Drapeaux tricolores en berne, écoles fermées, la Martinique s’apprêtait vendredi à rendre un hommage populaire à Aimé Césaire, le poète de la « négritude » et des opprimés, dont les obsèques nationales se dérouleront dimanche à Fort-de-France.
« Merci d’avoir contribué à l’émancipation du peuple noir », « Papa Aimé, tu voyageras toujours avec nous »: les billets épinglés aux arbres du centre ville témoignent de l’émotion des Martiniquais après la mort jeudi à 94 ans de la figure emblématique et principal dirigeant politique de l’île depuis plus d’un demi-siècle.
Emotion et discrétion. Après une veillée familiale jeudi soir à son domicile, devant lequel quelques bouquets de fleurs ont été déposés, le cercueil d’Aimé Césaire devait être acheminé vendredi après-midi dans les différents quartiers de Fort-de-France, dont il fut le maire pendant 56 ans.
Un parcours qui scandera les étapes « politiquement importantes » de sa vie, avec des arrêts où les habitants pourront se rassembler, au siège du Parti Progressiste Martiniquais (PPM), qu’il a fondé en 1958, au lycée Schoelcher où il a enseigné, ou à son bureau de l’ancien hôtel de Ville.
Les grands axes de l’itinéraire ont en effet été choisis pour leur relation avec son oeuvre et son combat pour l’émancipation et la justice, l’Avenue Jean Jaurès, la Rue Emile Zola où l’Avenue Nelson Mandela.
A l’issue d’un périple de plus de deux heures, le cercueil devait être exposé vendredi soir au stade de Dillon, un quartier du sud de Fort-de-France, où une veillée populaire se poursuivra jusqu’à dimanche matin.
De nombreuses personnalités politiques devraient ensuite assister aux obsèques nationales dans le stade de Dillon.
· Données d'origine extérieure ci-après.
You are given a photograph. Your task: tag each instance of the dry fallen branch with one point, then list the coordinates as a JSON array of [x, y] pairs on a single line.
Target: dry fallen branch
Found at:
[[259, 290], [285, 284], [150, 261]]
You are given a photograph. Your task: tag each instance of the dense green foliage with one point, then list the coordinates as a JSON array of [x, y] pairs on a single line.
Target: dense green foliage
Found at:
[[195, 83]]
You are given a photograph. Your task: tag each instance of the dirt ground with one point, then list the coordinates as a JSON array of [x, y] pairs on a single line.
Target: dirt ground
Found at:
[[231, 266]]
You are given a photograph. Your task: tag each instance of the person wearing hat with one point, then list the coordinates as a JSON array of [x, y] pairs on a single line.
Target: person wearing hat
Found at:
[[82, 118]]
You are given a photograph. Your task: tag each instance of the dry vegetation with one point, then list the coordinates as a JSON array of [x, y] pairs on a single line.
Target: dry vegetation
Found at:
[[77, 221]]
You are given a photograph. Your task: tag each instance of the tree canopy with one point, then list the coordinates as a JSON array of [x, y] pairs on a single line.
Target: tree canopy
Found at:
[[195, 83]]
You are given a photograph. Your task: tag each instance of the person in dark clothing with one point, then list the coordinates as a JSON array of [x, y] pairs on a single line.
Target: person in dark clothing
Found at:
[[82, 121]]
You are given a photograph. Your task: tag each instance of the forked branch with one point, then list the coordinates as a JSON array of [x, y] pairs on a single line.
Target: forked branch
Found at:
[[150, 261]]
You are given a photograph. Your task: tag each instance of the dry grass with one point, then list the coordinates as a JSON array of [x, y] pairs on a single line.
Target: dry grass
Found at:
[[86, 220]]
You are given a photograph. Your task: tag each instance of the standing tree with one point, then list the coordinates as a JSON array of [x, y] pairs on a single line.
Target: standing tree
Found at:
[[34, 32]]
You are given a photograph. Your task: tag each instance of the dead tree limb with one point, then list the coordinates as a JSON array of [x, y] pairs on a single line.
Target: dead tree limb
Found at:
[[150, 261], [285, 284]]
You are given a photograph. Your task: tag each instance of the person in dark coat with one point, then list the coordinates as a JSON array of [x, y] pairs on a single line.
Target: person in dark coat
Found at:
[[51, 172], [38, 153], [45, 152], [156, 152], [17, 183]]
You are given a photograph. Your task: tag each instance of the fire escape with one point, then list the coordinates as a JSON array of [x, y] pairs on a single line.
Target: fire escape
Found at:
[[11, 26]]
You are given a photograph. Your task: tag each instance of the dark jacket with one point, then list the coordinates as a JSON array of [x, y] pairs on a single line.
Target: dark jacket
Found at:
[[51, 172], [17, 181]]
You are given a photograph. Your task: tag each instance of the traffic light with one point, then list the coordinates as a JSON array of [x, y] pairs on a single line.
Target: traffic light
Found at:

Un hommage de la Nation extrêmement rare pour un écrivain, qui n’a été rendu depuis le XIXè siècle qu’à Victor Hugo, Paul Valéry (1945) et Colette (1954).
Le président de la République, Nicolas Sarkozy, qui avait salué jeudi la disparition du poète, assistera aux cérémonies, ainsi que plusieurs membres du gouvernement.
Mais une importante délégation du Parti Socialiste conduite par François Hollande est également annoncée, avec les anciens Premiers ministres Pierre Mauroy, Laurent Fabius et Lionel Jospin. L’ex-candidate PS à l’Elysée, Ségolène Royal, était attendue pour sa part dès vendredi à Fort-de-France.
« La volonté du président de la République est que le format et le style de l’hommage répondent aux souhaits de la famille, avec la conscience qu’Aimé Césaire aurait voulu quelque chose d’extrêmement simple », a indiqué vendredi à l’AFP le secrétaire d’Etat à l’Outre-mer Yves Jégo, arrivé jeudi en Martinique.
Interrogé sur le souhait évoqué par plusieurs responsables politiques d’un transfert de la dépouille du poète au Panthéon, il a estimé qu’il s’agissait d' »une fausse bonne idée », qui « ne correspond pas du tout aux souhaits de la famille et des Martiniquais ».
Plusieurs écrivains et artistes, comme l’écrivain Daniel Maximin ou le comédien Jacques Martial, évoqueront dimanche l’auteur du « Discours sur la colonisation » au stade de Dillon. Aucune cérémonie religieuse n’a en revanche été programmée, à la demande de la famille d’Aimé Césaire.